Although TaMYC1 had multiple transcript isoforms (Figure 1A), the dominant isoform (Isoform III) accounted for more than 80% of the transcripts, and encoded a functional bHLH protein capable of promoting AP accumulation in wheat coleoptile cells with the aid of ZmC1 (Figure 3). Unlike Isoform III, the other minor transcript isoforms could not cause AP accumulation when coexpressed with ZmC1 (Figure 3). These results, plus the observation that an identical set of TaMYC1 transcript isoforms was present in both purple and white pericarp tissues, indicate that the minor transcript isoforms may not play a significant role in the regulation of anthocyanin biosynthesis by TaMYC1. However, more efforts are needed to investigate if there might be additional and functional transcript isoforms of TaMYC1 in the pericarp tissues.

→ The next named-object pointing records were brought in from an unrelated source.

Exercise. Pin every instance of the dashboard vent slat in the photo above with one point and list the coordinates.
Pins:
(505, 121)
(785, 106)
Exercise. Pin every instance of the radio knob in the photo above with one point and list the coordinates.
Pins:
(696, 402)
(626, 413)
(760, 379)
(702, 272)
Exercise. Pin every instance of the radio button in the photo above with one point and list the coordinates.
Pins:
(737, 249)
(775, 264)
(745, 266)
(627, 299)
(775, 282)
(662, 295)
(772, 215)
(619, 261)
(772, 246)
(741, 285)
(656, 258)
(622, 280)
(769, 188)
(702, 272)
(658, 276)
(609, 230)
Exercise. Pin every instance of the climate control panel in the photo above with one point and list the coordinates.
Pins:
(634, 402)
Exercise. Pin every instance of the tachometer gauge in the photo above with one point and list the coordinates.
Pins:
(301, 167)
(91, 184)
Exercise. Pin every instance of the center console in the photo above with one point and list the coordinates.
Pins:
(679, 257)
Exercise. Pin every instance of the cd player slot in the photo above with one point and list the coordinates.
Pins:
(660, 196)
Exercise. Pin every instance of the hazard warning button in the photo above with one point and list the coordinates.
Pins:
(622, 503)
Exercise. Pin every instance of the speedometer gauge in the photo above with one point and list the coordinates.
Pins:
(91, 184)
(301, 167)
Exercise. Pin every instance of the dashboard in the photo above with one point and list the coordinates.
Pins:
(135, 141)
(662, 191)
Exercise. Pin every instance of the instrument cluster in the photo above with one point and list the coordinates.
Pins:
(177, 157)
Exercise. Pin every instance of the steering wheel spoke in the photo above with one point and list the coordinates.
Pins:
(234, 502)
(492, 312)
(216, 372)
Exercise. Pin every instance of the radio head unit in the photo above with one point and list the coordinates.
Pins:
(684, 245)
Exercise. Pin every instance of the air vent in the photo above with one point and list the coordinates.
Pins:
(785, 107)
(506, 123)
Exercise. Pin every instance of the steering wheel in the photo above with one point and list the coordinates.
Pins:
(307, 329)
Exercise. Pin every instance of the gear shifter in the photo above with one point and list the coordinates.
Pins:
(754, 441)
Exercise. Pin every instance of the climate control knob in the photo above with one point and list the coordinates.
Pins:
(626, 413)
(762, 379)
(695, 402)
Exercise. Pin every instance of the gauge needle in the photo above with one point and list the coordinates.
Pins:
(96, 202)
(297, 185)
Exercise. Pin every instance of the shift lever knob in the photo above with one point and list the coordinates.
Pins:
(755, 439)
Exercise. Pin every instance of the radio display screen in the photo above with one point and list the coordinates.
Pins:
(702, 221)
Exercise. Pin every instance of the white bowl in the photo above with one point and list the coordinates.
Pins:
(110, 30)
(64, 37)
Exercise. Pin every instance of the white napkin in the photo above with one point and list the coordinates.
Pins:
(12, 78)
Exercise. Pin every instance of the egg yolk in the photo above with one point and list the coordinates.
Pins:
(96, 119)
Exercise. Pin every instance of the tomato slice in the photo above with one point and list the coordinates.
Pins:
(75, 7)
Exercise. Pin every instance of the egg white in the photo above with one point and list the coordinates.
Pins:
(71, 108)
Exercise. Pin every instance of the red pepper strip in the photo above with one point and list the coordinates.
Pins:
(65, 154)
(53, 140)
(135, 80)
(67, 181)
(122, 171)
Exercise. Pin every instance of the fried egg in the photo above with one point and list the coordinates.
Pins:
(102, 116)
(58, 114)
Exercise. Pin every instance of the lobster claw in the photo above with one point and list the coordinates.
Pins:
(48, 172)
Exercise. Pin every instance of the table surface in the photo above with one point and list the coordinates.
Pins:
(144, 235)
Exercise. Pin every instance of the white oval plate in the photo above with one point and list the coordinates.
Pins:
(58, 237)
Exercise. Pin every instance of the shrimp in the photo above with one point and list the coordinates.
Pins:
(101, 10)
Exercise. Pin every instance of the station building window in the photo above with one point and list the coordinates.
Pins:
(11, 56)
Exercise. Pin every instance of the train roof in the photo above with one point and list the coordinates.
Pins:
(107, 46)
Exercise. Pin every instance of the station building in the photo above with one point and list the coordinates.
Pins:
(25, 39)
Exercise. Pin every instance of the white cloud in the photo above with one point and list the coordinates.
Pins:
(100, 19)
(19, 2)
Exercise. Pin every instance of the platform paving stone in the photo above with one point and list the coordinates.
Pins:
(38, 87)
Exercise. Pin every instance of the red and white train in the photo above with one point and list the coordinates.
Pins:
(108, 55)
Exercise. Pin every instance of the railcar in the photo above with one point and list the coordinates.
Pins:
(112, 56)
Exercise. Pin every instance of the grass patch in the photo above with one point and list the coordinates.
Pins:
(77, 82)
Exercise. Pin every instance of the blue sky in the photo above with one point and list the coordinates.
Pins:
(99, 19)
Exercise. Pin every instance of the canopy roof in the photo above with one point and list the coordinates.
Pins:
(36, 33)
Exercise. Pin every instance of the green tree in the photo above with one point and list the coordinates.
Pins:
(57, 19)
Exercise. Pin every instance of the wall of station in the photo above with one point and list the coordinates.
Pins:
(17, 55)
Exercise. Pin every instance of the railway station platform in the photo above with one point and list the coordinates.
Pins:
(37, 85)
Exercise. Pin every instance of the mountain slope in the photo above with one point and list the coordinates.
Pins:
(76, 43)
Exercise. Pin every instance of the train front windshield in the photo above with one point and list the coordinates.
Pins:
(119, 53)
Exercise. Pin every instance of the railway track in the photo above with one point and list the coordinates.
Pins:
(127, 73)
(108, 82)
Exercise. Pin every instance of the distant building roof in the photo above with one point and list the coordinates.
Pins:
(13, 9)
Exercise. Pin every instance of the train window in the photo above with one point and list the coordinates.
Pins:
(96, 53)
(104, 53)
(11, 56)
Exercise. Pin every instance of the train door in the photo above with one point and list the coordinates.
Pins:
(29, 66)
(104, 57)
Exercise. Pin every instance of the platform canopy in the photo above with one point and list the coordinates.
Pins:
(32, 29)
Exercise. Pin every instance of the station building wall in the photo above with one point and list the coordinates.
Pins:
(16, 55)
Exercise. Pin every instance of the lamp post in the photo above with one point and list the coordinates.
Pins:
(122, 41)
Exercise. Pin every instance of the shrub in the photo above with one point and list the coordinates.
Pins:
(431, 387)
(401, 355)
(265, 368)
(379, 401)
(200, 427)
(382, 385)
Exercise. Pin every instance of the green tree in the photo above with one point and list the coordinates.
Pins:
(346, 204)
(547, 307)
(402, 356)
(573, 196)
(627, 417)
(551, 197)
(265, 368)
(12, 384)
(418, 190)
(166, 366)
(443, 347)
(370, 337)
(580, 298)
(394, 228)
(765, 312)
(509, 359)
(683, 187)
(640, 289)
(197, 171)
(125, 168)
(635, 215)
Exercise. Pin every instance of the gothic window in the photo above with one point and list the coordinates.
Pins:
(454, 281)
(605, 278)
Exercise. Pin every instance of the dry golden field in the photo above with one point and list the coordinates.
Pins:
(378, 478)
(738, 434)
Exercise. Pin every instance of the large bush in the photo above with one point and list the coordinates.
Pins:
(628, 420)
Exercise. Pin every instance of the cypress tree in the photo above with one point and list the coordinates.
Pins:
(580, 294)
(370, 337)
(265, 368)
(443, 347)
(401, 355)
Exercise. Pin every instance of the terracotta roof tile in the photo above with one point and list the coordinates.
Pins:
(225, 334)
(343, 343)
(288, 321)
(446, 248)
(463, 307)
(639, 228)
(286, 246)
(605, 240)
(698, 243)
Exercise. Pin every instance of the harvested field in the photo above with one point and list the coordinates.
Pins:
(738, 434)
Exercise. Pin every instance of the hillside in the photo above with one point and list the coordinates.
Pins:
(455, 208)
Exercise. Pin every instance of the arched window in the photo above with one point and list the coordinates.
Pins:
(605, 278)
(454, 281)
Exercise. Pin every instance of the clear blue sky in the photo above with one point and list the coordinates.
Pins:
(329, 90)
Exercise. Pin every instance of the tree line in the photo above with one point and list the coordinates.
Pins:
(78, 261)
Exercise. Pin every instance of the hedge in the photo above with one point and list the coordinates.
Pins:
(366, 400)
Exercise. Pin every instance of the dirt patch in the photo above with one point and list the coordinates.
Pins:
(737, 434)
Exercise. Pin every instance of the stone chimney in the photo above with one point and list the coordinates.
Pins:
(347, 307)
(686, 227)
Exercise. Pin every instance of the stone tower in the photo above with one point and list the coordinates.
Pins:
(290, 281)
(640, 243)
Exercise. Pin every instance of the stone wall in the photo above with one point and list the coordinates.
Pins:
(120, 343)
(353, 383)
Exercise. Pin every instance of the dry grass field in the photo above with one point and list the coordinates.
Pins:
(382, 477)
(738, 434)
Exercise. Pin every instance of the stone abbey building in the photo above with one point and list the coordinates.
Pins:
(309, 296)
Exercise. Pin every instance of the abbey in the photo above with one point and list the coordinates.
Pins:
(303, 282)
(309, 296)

It is interesting to note that a low level of TaMYC1 transcripts was also present in the root tissues of Gaoyuan 115 and Opata (Figure 2A), although no purple anthocyanin pigments were visible in this organ. One possibility is that TaMYC1 may be involved in the activation of flavonoid biosynthesis pathway in the roots, but the function of this pathway does not result in purple anthocyanin pigments in the root tissues owing to the lack of other gene(s). In line with this possibility, previous studies have shown that flavonoid biosynthesis pathway is active, and various flavonoid compounds are accumulated, in the roots of many plant species (Buer et al., 2006; Hernández-Mata et al., 2010; Wang H. et al., 2016).

TaMYC1p represents a novel BHLH TF gene allele

Aside from confirming the function of TaMYC1 in regulating anthocyanin biosynthesis, this work identified two distinct alleles of TaMYC1 (i.e., TaMYC1p and TaMYC1w) from purple- and white-grained wheat, respectively. Interestingly, among the RILs segregating for pericarp color, purple pericarp co-segregated with TaMYC1p, but TaMYC1p was not strictly linked with purple pericarp (Table 1). This indicates that in the examined RIL population TaMYC1p is necessary but not sufficient for conferring purple pericarp. This may not be surprising considering that multiple TF genes (e.g., MYB and bHLH TF genes) have been found to regulate anthocyanin biosynthesis in plants (Zhang et al., 2014). Additionally, molecular variations in the structural genes of anthocyanin biosynthesis can also affect AP accumulation in plant organs (Kim et al., 2009; Ho and Smith, 2016). It is possible that the white-grained parent (i.e., Opata) lacks not only a functional TaMYC1 allele but also additional genetic determinant(s) required for AP accumulation (e.g., a MYB TF gene). In this context, the RILs carrying TaMYC1p but with different pericarp colors are useful for identifying the additional genetic determinant(s) functioning in AP accumulation in further research.

TaMYC1p and TaMYC1w differed clearly in the promoter region with respect to the copy number of the 261 nt element (Figure 5). This putative, complex cis-acting regulatory element was present in multiple copies (three perfect and three partial) in the promoter region of TaMYC1p but only once in that of TaMYC1w. The homologs of the 261 nt element existed in only Triticeae species (barley, wheat, and related species), and were present exclusively in the promoter region of predicted bHLH TF genes (Table S4). Moreover, the homologous elements were present generally in low copy numbers (≤ 2) in the promoter region of these bHLH TF genes (Table S4). Thus, presence of multiple intact copies (≥3) of the 261 nt element in the promoter region was not found in any of the previously identified genes involved in the regulation of anthocyanin biosynthesis; it is unique for TaMYC1p, and makes this allele a novel genetic variant capable of enhancing AP accumulation in the purple pericarp of wheat. Since TaMYC1p and TaMYC1w did not differ in the coding sequence, it is tempting to suggest that variation in the copy number of the 261 nt element in the promoter region may be responsible for the functional difference between TaMYC1p and TaMYC1w in regulating AP accumulation in the pericarp. We are now in the process of testing this possibility.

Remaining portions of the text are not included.